Peugeot To Pluck Recovery Out Of Thin Air?
It is clear that 2012 was a very difficult year for Peugeot Citroen (PSA). Car sales were down by almost 9% on the previous year and this was just the latest in six straight years of drops. Changes in legislation meant the company had to make multi-billion euro write downs which just made an already bad situation worse.
It is clear that 2012 was a very difficult year for Peugeot Citroen (PSA). Car sales were down by almost 9% on the previous year and this was just the latest in six straight years of drops. Changes in legislation meant the company had to make multi-billion euro write downs which just made an already bad situation worse. Then they announced 8,000 redundancies and factory closures which led them to lose a court case with the unions and have to start their redundancy procedures all over again. Key markets across southern Europe were even more depressed than the domestic French market.
Against this bleak backdrop, PSA has announced the development of a very special car, one that runs on air. Not just air, of course: it is a hybrid. Dubbed in fact the Hybrid Air, the car should be in production by 2016. The car is an interesting take on the hybrid approach and has some clear advantages over the electric battery – petrol engine hybrids. The thinking behind the new car is pretty similar to that of a standard hybrid. When the car decelerates or brakes, the lost energy is recovered and stored for use when the car accelerates again.
What is different is how this is achieved. Instead of converting this energy to electricity and then storing it in a battery, the Hybrid Air uses braking energy to compress gas in a four foot pressurised steel tank. When the energy is needed, it is released by way of a reversible hydraulic pump as the gas is allowed to decompress. The technology is not particularly new but it is simple and cheap. This means that the price tag of the new Hybrid Air could be £5,000 less than a Toyota Prius when the French car is launched in 2016.

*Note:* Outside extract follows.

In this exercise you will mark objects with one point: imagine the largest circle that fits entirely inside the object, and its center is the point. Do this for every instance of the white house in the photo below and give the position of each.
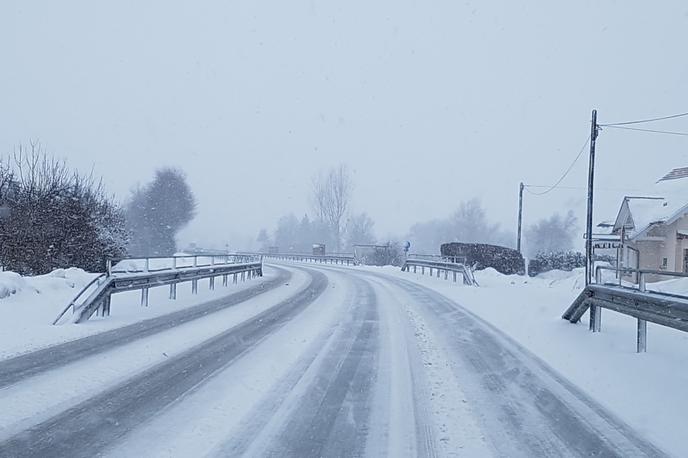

The system also means that there is no need for the complex batteries and heavy electric motors that are present in standard hybrid cars. That means that the car is lighter than standard hybrids, which helps achieve its 81mpg fuel consumption figure. Being simpler, cheaper and easier to service could also make the Hybrid Air more attractive than the standard hybrids in the emerging markets of China and India, markets where PSA have so far been unsuccessful. It remains to be seen of course whether PSA can deliver on their promises for the Hybrid Air but if they get it right, having an extremely frugal, cheap and simple little hybrid selling like hot cakes in China could be just what the French manufacturer needs to lift it out of the doldrums.